Es un orgullo decir que fuimos como hermanos o más aún, y recordar innumerables conversaciones, innumerables, de todos los días, de todas las noches, durante muchos años.

Esto mismo lo acabo de decir yo en otras palabras.

Fausto es más culto que nosotros dos. Más estudioso. Entendía la filosofía y la estudiaba. Yo estudiaba Derecho. Lo sigo considerando una maravilla. Siempre he dicho que si volviera poder a estudiar, estudiaría Derecho. A Luis Marrón, que era un extraordinario lírico, se le ocurrió que tenía que hacer poesía filosófica y tuvo que dejar de escribir porque no se le ocurría nada. Por esa razón dejó su poder lírico. A Jorge Hernández Campos, que también tenía un poder lírico verdaderamente asombroso, de repente se le ocurrió que tenía que estudiar filosofía, y por un tiempo su imperio poético se fue al diablo. Ricardo pensó que tenía que escribir en prosa, y lo hizo. Es decir, mis hermanos se fueron retirando del grupo de posibles poetas que éramos, pero para dedicarse todos a escribir, por el puro gusto de hacerlo.
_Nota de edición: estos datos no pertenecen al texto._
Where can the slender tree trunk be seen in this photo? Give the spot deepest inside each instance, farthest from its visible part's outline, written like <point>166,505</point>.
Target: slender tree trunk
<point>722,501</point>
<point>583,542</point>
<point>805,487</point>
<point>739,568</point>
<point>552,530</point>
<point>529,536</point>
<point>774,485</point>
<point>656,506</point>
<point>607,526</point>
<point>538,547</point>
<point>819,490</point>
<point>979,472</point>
(Esta entrevista se llevó a cabo poco después de la muerte de Ricardo Garibay. Las palabras intercaladas de éste acerca de Rubén Bonifaz Nuño provienen de la entrevista que la autora hizo a Fausto Vega. Nota del editor).

Fragmento tomado del libro Los signos vitales de Ricardo Garibay, Iris Limón, Editorial Colibrí.